Picture yourself racing alongside a beam of light, matching its incredible speed of 300 million meters per second. What would you see? Would the light appear frozen beside you, like a car keeping pace on the highway? This is the question that haunted a young Albert Einstein and ultimately led him to one of the most beautiful theories in all of physics — special relativity.
A Luminous Mystery
The crowning achievement of 19th century physics was the complete understanding of electromagnetism. Through the work of pioneers like Ampère, Gauss, and Maxwell, we arrived at a set of equations that gave us a complete description of electricity and magnetism. One of the most beautiful discoveries from this theory is that electric (E) and magnetic (B) fields can travel in waves:

You know these electromagnetic waves as light.
Typically, a wave needs something to travel through. Sound travels through air, ripples travel across water in a pond. So naturally people wondered: what is the medium that light travels through? Can we make a measurement of its properties?
One way to probe this mysterious medium — dubbed rather romantically as the “luminiferous ether” — is to try measure the speed of light. To motivate this, let’s think about a wave jiggling on a fixed string:
The weight on the left applies some tension and keeps the string fixed on that end, while the oscillator on the right jiggles the rope up and down and causes waves to travel across it. Something simple to ask is how does the wave change if I put more weight on the pulley and increase the tension on the rope. You can show that the velocity of the wave is proportional to the square root of the tension. So by measuring the speed of the wave, you can measure the tension in the rope.
Similarly, physicists at the turn of the century mulled over ways to use the speed of light to probe the ether. Two physicists, Michelson and Morley, had a very simple idea to test this out. They reasoned that the speed of light on Earth should change as the direction of the Earth changes relative to the ether. It’s just like if you’re swimming in a river you will swim faster downstream than upstream.

The Michelson-Morley experiment famously found no difference in the speed of light in different directions (see, null results are good for science!). This meant one of two things:
The Earth was somehow magically always stationary relative to the ether, i.e. they are both always moving in the same speed and direction.
There is no ether, and the speed of light is just always the same in all directions.
The first implies some very privileged role for the Earth, as if the ether is oriented throughout the universe just to match up with us, which seems too good to be true. The second option is the more plausible yet mysterious one, and it was the one Einstein was mulling over in the early 1900s.
It’s All Relative
Grappling with this tension is what led Einstein to special relativity (SR).
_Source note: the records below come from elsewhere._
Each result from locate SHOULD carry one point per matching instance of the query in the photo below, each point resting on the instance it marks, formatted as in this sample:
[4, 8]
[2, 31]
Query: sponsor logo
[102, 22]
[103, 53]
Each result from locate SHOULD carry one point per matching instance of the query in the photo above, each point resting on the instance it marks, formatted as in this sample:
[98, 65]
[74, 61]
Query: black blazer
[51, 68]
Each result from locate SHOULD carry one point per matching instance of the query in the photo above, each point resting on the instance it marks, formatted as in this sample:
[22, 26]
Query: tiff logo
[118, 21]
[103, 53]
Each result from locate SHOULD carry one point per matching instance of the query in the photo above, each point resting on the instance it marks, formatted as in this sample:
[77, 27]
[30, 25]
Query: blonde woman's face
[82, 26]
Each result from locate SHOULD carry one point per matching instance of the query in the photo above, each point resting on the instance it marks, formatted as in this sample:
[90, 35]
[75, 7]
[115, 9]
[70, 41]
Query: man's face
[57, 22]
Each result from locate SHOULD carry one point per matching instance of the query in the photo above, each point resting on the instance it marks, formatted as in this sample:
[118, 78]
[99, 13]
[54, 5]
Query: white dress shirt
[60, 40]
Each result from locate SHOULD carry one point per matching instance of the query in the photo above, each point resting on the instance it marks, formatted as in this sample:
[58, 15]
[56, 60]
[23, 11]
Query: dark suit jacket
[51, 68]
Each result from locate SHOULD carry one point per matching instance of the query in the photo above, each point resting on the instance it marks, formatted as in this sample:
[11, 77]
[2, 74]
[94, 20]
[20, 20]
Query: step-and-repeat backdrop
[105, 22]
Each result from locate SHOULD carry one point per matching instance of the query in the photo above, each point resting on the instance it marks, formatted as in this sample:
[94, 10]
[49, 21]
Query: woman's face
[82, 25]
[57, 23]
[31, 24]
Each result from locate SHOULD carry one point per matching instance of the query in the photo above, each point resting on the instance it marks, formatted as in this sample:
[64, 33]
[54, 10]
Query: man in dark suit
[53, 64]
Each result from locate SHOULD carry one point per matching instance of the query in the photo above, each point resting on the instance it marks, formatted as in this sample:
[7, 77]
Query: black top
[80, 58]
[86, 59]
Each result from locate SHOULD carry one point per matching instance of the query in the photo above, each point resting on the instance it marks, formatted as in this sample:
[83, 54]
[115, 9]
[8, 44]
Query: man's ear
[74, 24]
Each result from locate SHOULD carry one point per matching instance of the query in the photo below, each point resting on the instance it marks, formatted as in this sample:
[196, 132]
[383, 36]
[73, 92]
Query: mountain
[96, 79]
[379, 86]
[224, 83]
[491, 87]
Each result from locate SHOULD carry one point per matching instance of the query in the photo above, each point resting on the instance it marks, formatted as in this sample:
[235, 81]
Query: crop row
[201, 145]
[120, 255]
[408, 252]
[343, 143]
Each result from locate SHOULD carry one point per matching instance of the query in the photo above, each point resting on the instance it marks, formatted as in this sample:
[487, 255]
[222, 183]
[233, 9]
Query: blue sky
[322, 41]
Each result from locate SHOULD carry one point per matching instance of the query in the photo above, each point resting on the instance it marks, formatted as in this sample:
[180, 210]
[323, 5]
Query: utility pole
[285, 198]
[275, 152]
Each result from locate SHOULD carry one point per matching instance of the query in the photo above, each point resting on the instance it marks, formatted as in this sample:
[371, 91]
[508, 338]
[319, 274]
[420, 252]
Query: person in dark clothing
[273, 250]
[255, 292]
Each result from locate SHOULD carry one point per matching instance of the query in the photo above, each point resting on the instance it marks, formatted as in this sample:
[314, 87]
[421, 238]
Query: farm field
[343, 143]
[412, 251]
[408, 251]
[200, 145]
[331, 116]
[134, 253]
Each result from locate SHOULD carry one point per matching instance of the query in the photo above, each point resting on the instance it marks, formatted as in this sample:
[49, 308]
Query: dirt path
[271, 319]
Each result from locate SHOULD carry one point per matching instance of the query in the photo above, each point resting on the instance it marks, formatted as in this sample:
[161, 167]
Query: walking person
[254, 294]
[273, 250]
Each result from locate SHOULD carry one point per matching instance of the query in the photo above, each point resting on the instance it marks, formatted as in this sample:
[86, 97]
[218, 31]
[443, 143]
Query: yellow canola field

He decided to just accept outcome 2 of Michelson-Morley. In the paper where he introduced SR — On the Electrodynamics of Moving Bodies — he forms the theory based on two foundational postulates:
The laws of physics are the same for all inertial observers
The speed of light is the same for all observers
What is an inertial observer? In the simplest terms, an inertial observer is an observer who is traveling at a constant velocity, i.e. not accelerating. Recall this means that not only is the magnitude of the velocity constant, but so is the direction. So an inertial observer is moving at a constant speed in one direction. Note that being at rest is a special case of being at constant velocity.
An observer may also be called a frame of reference, so an inertial observer and inertial frame of reference are the same thing.1
With that caveat aside, postulate one is eminently reasonable. The laws of physics wouldn’t be particularly useful if they were different for different people. Postulate two is the mysterious one from Michelson-Morley that we just have to accept for now.
To explore the consequences of these two, let’s do a simple experiment. Suppose Alice is in a rocket ship traveling at a speed v. Note that for Alice to be an inertial observer, v is constant in time. Inside the rocket, she shines a light at the roof and the light rays travel up the height of the rocket — let’s call this L — and then they bounce off the roof and come back down. See the picture below:
The time that Alice measures for the light ray to come back to her is given by
Nothing fancy here — just an application of distance = speed x time.
Now suppose Bob is sitting outside and watching Alice zoom past him at speed v. He can also see Alice switching on her light and does the same experiment to measure the time it takes for the photons to go up and come back down. What does he measure?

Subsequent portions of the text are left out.